Now how about international student ministry or international ministry within a church?
To the Galatians, Paul wrote:
28 There is neither Jew nor Greek, there is neither slave nor free, there is no male and female, for you are all one in Christ Jesus. 29 And if you are Christ’s, then you are Abraham’s offspring, heirs according to promise. (Galatians 3:28-29)
- There is an equality amongst Christians that is more than political-correctness. It is an equality because all have sinned and fallen short of the glory of God and all have been saved by the death of his Son.
- Why is there a tendency then, especially in U.K. churches, to separate the foreigners from the locals if they can all speak the same language? And how would you define someone as foreign or local – by citizenship?
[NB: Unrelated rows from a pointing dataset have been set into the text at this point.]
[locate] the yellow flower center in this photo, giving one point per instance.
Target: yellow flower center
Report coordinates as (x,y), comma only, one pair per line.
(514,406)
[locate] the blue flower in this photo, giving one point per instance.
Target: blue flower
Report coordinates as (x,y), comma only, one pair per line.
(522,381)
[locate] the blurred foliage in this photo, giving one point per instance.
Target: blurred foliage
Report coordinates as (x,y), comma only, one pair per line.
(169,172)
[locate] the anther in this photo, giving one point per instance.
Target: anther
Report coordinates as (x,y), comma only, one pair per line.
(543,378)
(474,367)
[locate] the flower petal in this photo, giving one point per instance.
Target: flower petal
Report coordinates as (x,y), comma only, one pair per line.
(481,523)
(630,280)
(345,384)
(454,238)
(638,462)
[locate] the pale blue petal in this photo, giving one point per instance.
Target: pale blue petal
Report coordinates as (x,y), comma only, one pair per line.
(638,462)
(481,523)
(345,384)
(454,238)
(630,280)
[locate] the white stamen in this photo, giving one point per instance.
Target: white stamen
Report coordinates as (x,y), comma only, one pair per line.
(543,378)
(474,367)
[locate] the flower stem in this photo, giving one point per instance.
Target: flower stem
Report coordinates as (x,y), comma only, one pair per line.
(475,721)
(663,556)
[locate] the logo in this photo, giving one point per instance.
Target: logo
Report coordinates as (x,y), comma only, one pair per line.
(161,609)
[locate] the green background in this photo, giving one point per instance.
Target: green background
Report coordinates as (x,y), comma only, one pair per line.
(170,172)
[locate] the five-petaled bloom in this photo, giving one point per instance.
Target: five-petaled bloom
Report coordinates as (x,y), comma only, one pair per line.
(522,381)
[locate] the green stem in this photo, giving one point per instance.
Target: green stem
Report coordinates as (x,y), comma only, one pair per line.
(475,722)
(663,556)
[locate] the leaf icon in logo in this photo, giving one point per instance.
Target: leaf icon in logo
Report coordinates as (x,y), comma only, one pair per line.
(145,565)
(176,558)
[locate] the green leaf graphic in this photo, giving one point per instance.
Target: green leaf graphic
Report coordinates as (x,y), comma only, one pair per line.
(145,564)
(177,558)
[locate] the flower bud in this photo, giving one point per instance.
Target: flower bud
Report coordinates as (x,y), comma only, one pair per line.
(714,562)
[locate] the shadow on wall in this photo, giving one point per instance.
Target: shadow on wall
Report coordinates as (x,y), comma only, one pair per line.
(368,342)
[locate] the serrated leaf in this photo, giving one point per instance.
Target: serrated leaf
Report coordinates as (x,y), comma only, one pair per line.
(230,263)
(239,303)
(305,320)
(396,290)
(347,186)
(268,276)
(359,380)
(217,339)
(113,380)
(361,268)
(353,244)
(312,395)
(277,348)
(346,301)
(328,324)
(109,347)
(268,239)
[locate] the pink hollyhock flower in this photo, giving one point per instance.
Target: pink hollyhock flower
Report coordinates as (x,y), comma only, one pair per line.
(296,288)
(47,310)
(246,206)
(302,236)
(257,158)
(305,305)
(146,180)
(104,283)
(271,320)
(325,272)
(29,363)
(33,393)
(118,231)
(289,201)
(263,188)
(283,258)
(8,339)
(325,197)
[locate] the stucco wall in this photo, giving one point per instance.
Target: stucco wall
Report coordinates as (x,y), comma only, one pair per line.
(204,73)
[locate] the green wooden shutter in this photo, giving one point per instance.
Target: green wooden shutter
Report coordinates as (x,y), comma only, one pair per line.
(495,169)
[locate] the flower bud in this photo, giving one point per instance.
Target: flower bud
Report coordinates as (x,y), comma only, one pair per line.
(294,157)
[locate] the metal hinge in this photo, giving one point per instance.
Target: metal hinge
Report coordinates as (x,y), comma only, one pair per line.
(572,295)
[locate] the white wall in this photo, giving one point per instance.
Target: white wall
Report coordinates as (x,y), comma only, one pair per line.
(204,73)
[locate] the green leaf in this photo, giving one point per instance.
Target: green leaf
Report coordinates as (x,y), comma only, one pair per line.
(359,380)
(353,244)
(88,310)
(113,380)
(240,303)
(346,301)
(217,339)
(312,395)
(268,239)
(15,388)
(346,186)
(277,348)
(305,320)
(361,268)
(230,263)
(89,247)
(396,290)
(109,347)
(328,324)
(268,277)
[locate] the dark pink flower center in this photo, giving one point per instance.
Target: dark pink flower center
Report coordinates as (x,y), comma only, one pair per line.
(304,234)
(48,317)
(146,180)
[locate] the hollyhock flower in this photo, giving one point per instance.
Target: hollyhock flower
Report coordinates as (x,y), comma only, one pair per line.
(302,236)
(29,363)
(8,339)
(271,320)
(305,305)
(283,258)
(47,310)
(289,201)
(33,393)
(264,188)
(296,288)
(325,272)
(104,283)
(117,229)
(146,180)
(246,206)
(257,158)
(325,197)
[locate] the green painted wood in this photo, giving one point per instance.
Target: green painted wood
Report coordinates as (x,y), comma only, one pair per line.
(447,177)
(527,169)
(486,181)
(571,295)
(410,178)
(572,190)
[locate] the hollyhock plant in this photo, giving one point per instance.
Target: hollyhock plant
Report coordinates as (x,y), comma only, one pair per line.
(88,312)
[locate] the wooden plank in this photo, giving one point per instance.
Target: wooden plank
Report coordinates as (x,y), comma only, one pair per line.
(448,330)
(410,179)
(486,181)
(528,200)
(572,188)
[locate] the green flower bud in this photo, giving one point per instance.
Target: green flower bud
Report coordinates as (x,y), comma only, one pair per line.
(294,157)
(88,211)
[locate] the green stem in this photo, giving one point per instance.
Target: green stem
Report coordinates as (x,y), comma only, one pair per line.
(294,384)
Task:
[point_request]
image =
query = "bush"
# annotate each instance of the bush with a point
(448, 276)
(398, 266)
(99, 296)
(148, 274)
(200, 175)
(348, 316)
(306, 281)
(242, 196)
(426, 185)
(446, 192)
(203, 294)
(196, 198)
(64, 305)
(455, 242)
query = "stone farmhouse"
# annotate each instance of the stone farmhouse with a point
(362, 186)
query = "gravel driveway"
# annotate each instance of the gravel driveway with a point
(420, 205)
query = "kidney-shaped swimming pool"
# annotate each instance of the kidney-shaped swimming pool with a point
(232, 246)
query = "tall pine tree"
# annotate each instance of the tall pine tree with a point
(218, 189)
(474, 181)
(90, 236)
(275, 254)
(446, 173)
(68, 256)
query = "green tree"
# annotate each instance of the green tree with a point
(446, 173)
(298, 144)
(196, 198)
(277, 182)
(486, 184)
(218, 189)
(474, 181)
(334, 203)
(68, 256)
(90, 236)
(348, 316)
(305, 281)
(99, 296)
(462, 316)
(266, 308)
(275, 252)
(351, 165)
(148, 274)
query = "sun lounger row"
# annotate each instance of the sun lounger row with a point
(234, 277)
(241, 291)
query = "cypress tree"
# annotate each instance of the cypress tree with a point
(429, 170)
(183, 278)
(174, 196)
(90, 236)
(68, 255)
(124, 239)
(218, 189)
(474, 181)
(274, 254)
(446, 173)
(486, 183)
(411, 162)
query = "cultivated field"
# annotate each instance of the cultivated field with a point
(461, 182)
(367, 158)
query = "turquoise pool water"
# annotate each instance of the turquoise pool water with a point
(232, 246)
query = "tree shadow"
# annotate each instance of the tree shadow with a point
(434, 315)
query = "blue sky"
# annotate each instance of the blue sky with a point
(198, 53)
By skin colour? If so, would you direct a black American to “the international group”?
- If it is because of different practices that they are split, then doesn’t God’s word advise that these are all opportunities to show love to each other?
- How would this church tendency entrench prevailing attitudes of people seeing another with a different accent or skin colour as the Other, the altern?
- And, in any case, how would this cohere with what has been discussed above?
(About a month ago. a curate from London was a visiting speaker in Singapore. While we were having tea, he pointed to the thick toast we were sharing and asked,”Where did you get bread from? Is it from the Brits?” This was as if I’d gone to London and asked if they’d gotten their tea from the Chinese or Indians. It was probably mere small chat, but it hurt because the mere assumption of alien-ness reinforced the gulf between us, when we should have been brother and sister. I probably didn’t help much, being sarcastic in my reply and mentioning “colonial masters”.)
That night, we were hosted by L’s grandparents. Her grandmother prepared a feast for us, then she and her husband retreated to the kitchen. No, no, they wouldn’t want to eat with us – they didn’t understand English, so they would eat, standing up, by the cooker. Much as I appreciated her embarrassment, this was also one of the few times in my life that I’d been starkly reminded that I am first and foremost an Outsider, a Stranger, a Foreigner, an Alien.